No filme “O Cavaleiro das Trevas”, a dupla personalidade leva o Homem Morcego a uma séria crise de identidade, a ponto de, ele mesmo, no final, pedir ao comissário Gordon que a polícia passe a tratá-lo como bandido, autoacusando-se pela morte do promotor Hardey Dent. Gordon aceita, dizendo que Batman é o “herói que Gotham City merece, mas não o que ela precisa agora”.

Nosso ainda presidente do Supremo Tribunal Federal tem sido reiteradamente associado à figura de Batman. Cantam-no como herói desta imensa Gotham tupiniquim. Mas ele, como seu congênere americano, sofre também de dupla personalidade.

Joaquim Barbosa chegou ao Supremo pelas mãos de Lula. O ex-presidente da República precisava indicar um novo ministro para a mais elevada Corte do país e queria dar um exemplo e um passo histórico: nomear o primeiro negro. Para Lula, era preciso dar vigor ao seu trabalho de expandir a representatividade popular nos postos de mando do país, em sua obstinação de empoderar as classes populares, os pobres, os fracos e oprimidos.
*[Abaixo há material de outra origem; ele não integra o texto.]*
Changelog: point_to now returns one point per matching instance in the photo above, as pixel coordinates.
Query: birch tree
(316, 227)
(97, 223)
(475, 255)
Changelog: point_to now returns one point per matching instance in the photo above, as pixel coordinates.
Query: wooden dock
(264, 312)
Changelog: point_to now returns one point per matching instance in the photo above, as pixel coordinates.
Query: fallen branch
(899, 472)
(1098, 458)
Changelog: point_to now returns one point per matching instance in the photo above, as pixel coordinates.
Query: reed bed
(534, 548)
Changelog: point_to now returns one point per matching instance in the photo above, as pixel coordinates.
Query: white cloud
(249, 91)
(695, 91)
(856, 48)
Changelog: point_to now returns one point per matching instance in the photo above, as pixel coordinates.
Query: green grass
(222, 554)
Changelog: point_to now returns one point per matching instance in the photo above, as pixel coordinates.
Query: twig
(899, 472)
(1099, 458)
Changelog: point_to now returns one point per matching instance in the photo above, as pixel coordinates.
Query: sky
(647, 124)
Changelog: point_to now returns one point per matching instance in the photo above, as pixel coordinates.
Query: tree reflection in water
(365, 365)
Nomeou Barbosa sem atentar para seu passado de agente de confiança durante governo da ditadura militar, subordinado a ninguém menos que o polêmico Golbery do Couto e Silva, de melancólica lembrança. Mas trazia no currículo uma obra, uma única obra jurídica de sua autoria em português (tem outra, acadêmica, em francês), que tem por título “Ação Afirmativa & Princípio Constitucional da Igualdade - O Direito como Instrumento de Transformação Social - A Experiência dos EUA”, lançada pela editora Renovar em 2001, em que defende a aplicação das cotas raciais. Foi a senha para que Lula o escolhesse.

Fico imaginando o conflito de nosso super-herói, antigo servidor dos regimes militares, tendo que dirigir-se ao presidente petista para pleitear a nomeação. Deve ter sido doloroso.

Quis o destino, como diria Sarney, que o menino pobre de Paracatu viesse a ser o relator do mais polêmico processo penal de que se tem notícia, julgado pelo Supremo.

Imediatamente, os agentes midiáticos, que outrora houveram condenado sua nomeação ao STF, destacando a truculência contra a própria esposa e questionando seu saber jurídico, transformaram-no em herói nacional, em super-herói, no Batman que mudaria o país, salvando-o da quadrilha que tomara de assalto o governo de Gotham City. Pelo voto popular, é verdade, mas isto é apenas um detalhe.

Na mesma velocidade, o negro outrora pobre alçado ao Supremo no bojo de um projeto político de empoderamento das classes populares, esqueceu-se disso. Deu de ombros à própria origem, aos irmãos de classe e de cor. Ignorou que o partido içado ao governo federal pela legitimidade do voto popular precisava implementar medidas que de fato sedimentassem o caminho de libertação dos miseráveis. E embarcou no discurso fácil do falso-moralismo, indo ao cúmulo de transformar um corriqueiro (mas não menos grave) crime de caixa-dois eleitoral em atos de corrupção. Ativa, é verdade, mas corrupção.

Lula saiu da senzala. Dirceu, Genoino, Delúbio, João Paulo, idem. Apostando na luta institucional, disputando o voto do eleitorado brasileiro, chegaram ao topo da pirâmide governamental sem jamais abrir mão dos valores da própria origem, sem jamais ceder às tentações do poder econômico. Barbosa, ao contrário, assimilou rapidamente os valores da Casa Grande. Deslumbrou-se debaixo dos holofotes, ao ver-se nas capas de jornais e revista e nas telinhas de TV.

A máscara caiu, porém. Pés de barro, não resistiu à verdade lançada à sua cara lavada pelo ministro Luís Roberto Barroso. Deixou escapar, ao vivo e em rede nacional, um esclarecedor “foi pra isso mesmo”, confessando o artificialismo que usou para condenar os réus, ato falho que na mesma hora percebeu, mas era tarde. A confissão estava feita.

Restou, em seu voto, aliás, em seu discurso “baixa-caixão”, lamentar a “triste tarde” em que parte da farsa da AP470 foi desvendada e sepultada pela maioria do Supremo. O milionário Bruce Wayne foi, enfim, revelado à Nação. Nesse discurso, Barbosa cunhou seu próprio epitáfio, cedendo uma vez mais à vaidade e à soberba, falando de si e de sua obra: “aqui jaz um trabalho primoroso”. Primoroso para a classe que ele optou por representar, dos que detêm o poder econômico no país. À luz da justiça e do Direito, uma merda.


O Brasil não precisa nem merece um falso herói como Joaquim Barbosa.